Join us as we catalog the public transit feeds of the world

Transitland is an open project sponsored by Mapzen to aggregate transit data from around the world and make it seamless to use together. Back in November, we released the Transitland Feed Registry, which helps answer two questions:

This experiment started out in San Francisco and New York, where most Mapzen staff live, but now we're ready to open the Feed Registry to outside contributors. Know a feed from your part of the world or your favorite transit agency that's missing? Now you can add it to Transitland yourself!

an animation of screenshots showing how to add the GTFS feed for Portland TriMet to Transitland

Transitland catalogs and imports the most popular variety of transit feeds, the General Transit Feed Specification format. GTFS, as it's abbreviated, is the format ingested by Google Maps, Microsoft Bing Maps, Apple Maps, and many other journey-planning services and analysis engines.
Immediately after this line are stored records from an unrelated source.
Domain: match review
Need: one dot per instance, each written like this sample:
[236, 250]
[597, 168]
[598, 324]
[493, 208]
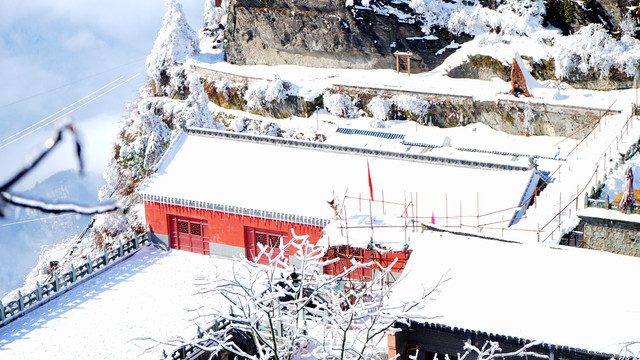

Many transit operators provide GTFS feeds on their websites, and civic technologists from Detroit to Nairobi have created and shared them as well. But these feed files are all floating around the web as individual files. The goal of Transitland is to become a center of gravity that is fully open in its software licensing, its data licensing, and its direction by a growing group of participants.

Want to help aggregate all those lonely feeds? Find a GTFS feed that's publicly available, come back to the Feed Registry and click "add a feed." Once a feed is added and imported, it will be listed on the Transitland Feed Registry, available to visualize using the Transitland Playground data explorer, and open to querying using the Datastore API.

Transitland is a big tent. We want to welcome software developers who are enthusiastic about data and public servants who do the hard work of keeping transit networks running.

Data Enthusiasts and Civic Technologists, we hope you'll find the Feed Registry "add a feed" experience addictive enough that you'll want to come back again to add a second, and a third, and a fourth, that will be useful to consume in your apps, visualizations, and analyses. The catalog of feeds and operators that you'll be helping to build is in the public domain, so it will be available for you to use in whatever service you can imagine. To kick this contribution process off, Mapzen staff will be reviewing the first set of submissions that come in. As we work out the kinks, we'd appreciate involvement from others in the curation of Feed Registry submissions.

Transit Professionals, we hope you'll find the Feed Registry "add a feed" experience worth your time. It's a simple and quick way to spread your agency's existing GTFS feed out to an even wider audience—no technical changes are required if you host your GTFS feed at a stable URL on your public website. Nor does adding a feed to the Feed Registry trigger any changes to the license or legal terms that your agency has already attached to it. If you indicate how the license works, the Feed Registry will list what users are allowed to do with your agency's feed. We welcome any questions and are glad to support agencies with technical or legal questions. Please write us at hello@transit.land

Transitland is now open for your contributions.